Niemand ontkent dat de Albanese maffia bestaat. Maar als het waar is dat ze in België zeer actief is op het terrein van bijvoorbeeld de prostitutie ( zie kader), moet ze volgens Gani Azemi door de bevoegde politiediensten onverbiddelijk worden aangepakt en uitgeschakeld.

DE KONING DER ALBANEZEN

Ook in het criminele milieu lijken Serviërs en Albanezen elkaar niet te kunnen luchten. Vooral in Duitsland en met name in Frankfurt kwam het in het verleden geregeld tot vuurgevechten tussen Albanese en Servische gangs. Enkele jaren geleden schreef het Oostenrijkse maandblad Wiener over deze territoriumoorlog: “De Albanezen uit Kosovo kopen al maanden alles in wat maar kan schieten en ontploffen. Vanuit Wenen maar ook vanuit Duitsland leiden ze de rebellie tegen de Serven, die er de baas zijn.”

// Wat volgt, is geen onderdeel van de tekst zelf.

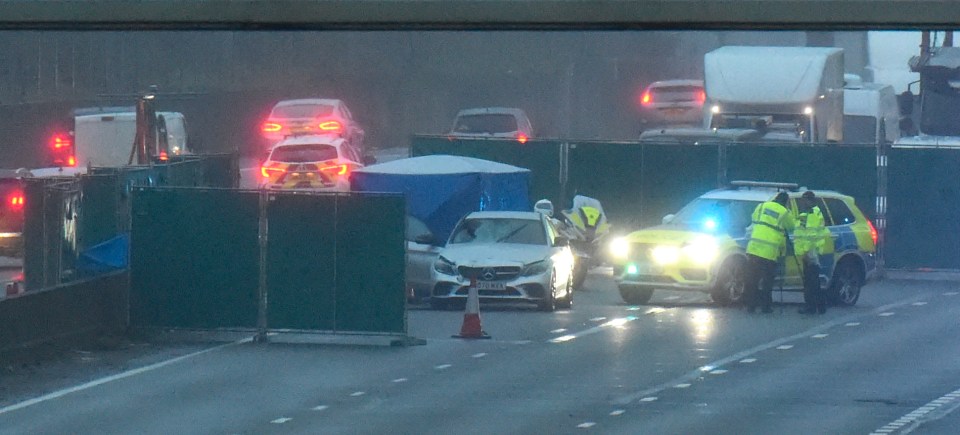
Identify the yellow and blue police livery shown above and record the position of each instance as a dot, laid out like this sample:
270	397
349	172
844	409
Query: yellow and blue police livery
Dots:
702	247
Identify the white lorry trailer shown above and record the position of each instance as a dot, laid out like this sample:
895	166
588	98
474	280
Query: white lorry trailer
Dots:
792	94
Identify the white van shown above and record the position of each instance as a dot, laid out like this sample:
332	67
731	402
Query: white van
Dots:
870	112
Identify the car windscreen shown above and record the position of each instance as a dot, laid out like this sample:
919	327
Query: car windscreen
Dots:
303	153
500	230
302	111
716	215
485	124
673	94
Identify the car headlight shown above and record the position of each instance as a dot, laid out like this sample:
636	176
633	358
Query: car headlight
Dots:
619	248
537	268
664	255
702	250
444	266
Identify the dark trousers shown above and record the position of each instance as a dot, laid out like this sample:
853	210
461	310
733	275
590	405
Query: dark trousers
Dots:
813	295
758	288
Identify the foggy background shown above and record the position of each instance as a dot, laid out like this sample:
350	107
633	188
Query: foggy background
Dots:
396	83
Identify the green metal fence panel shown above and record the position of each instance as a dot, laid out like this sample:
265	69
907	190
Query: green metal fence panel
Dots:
921	228
301	267
370	266
194	260
673	176
541	157
849	169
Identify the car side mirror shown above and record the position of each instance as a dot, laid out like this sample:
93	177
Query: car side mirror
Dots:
426	239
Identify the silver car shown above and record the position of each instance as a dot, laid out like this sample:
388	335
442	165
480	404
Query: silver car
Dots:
512	256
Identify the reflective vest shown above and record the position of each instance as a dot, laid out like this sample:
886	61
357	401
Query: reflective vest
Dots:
770	223
810	234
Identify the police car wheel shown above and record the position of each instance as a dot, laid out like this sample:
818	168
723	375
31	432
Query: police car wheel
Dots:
729	287
847	283
635	295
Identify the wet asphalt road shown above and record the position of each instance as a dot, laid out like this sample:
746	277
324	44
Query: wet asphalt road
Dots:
678	365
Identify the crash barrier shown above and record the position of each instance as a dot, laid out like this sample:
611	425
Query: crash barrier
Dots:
328	262
69	313
640	182
76	227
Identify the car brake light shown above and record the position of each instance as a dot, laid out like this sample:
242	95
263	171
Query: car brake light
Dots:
266	170
336	169
271	127
330	126
15	200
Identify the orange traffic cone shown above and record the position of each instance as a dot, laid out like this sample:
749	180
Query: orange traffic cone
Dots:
471	316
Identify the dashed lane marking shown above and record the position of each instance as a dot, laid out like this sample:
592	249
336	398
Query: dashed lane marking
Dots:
934	410
746	354
116	377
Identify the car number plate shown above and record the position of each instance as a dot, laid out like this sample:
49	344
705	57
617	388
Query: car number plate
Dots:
491	285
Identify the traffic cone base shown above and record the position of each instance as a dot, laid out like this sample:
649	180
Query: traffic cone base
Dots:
471	317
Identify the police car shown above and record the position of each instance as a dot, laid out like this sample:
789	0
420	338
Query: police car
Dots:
311	162
702	247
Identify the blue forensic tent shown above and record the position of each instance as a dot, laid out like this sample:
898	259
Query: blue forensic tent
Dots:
441	189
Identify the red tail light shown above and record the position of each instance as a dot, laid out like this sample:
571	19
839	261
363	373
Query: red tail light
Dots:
15	200
336	169
271	127
267	170
331	126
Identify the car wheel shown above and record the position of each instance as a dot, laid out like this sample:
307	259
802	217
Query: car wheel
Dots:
635	295
567	301
845	289
549	301
729	287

Sedert het begin van de jaren tachtig waren Albanese misdadigers actief in de Europese heroïnehandel die geleid werd door een zekere Dhzerat Berisa, die in Frankfurt de “Koning der Albanezen” werd genoemd. In 1989 werd in Zwitserland tijdens de operatie-“Benjamin” een syndicaat van Albanese wapen- en drugshandelaren opgerold. Albanezen uit Kosovo hadden in Zwitserland heroïne binnengesmokkeld en in ruil daarvoor wapens gekocht: 6.700 machinepistolen van Israëlische makelij en een aantal kalashnikovs. “Het landelijk openbaar ministerie”, aldus Jörg Schild, de hoogste narcoticarechercheur in Zwitserland, “moet lijdzaam toezien hoe afzonderlijke kantons zich bijna als wapenwinkels voordoen.” In een kanton als Bern levert het geen enkel probleem op in een winkel vijftig tot honderd kalashnikovs te kopen.

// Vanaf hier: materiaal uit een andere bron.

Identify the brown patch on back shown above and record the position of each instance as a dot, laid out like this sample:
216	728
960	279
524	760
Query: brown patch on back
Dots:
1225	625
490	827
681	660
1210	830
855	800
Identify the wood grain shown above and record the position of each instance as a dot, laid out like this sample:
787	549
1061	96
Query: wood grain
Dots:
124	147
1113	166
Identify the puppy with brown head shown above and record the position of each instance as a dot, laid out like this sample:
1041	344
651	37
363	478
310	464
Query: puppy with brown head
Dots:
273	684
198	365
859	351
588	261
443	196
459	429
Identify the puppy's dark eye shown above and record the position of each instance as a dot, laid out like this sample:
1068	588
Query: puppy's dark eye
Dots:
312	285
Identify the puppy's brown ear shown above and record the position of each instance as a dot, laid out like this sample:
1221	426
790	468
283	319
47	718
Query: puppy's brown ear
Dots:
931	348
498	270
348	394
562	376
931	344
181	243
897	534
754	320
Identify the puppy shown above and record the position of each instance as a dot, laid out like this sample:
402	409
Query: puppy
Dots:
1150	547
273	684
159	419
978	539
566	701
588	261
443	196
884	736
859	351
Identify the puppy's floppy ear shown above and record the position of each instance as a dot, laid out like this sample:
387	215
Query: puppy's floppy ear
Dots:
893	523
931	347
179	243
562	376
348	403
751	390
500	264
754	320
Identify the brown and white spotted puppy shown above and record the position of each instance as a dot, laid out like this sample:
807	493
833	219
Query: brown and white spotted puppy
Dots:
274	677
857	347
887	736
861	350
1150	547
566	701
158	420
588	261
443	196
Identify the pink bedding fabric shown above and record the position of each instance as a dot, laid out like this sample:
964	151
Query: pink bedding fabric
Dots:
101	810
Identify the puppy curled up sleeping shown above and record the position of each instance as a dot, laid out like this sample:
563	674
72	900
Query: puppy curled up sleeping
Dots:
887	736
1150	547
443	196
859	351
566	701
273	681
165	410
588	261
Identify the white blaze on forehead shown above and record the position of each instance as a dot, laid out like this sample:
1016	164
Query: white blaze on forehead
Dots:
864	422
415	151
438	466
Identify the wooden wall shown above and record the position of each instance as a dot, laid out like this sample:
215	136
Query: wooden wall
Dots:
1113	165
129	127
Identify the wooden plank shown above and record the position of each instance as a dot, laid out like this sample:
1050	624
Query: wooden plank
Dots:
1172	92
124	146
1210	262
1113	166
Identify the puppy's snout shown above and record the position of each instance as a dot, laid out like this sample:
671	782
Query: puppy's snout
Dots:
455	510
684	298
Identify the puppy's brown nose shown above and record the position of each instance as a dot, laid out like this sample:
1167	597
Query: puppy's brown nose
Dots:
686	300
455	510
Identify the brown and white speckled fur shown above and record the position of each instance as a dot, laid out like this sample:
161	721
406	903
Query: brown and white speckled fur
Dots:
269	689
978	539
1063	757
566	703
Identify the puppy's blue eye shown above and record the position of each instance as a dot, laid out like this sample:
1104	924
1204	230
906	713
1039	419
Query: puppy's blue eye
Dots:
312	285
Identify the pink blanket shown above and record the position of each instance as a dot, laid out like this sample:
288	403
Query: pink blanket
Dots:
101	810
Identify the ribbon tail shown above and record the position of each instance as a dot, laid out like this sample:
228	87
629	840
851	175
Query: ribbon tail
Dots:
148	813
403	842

Steevast wordt gesuggereerd dat deze wapens door de Albanezen werden gebruikt in de bevrijdingsoorlog om Kosovo, maar harde bewijzen kwamen niet op tafel. Overal hoor je de Kosovaarse Albanezen net klagen dat ze met vrijwel blote handen tegen de goed uitgeruste Servische troepen moeten vechten.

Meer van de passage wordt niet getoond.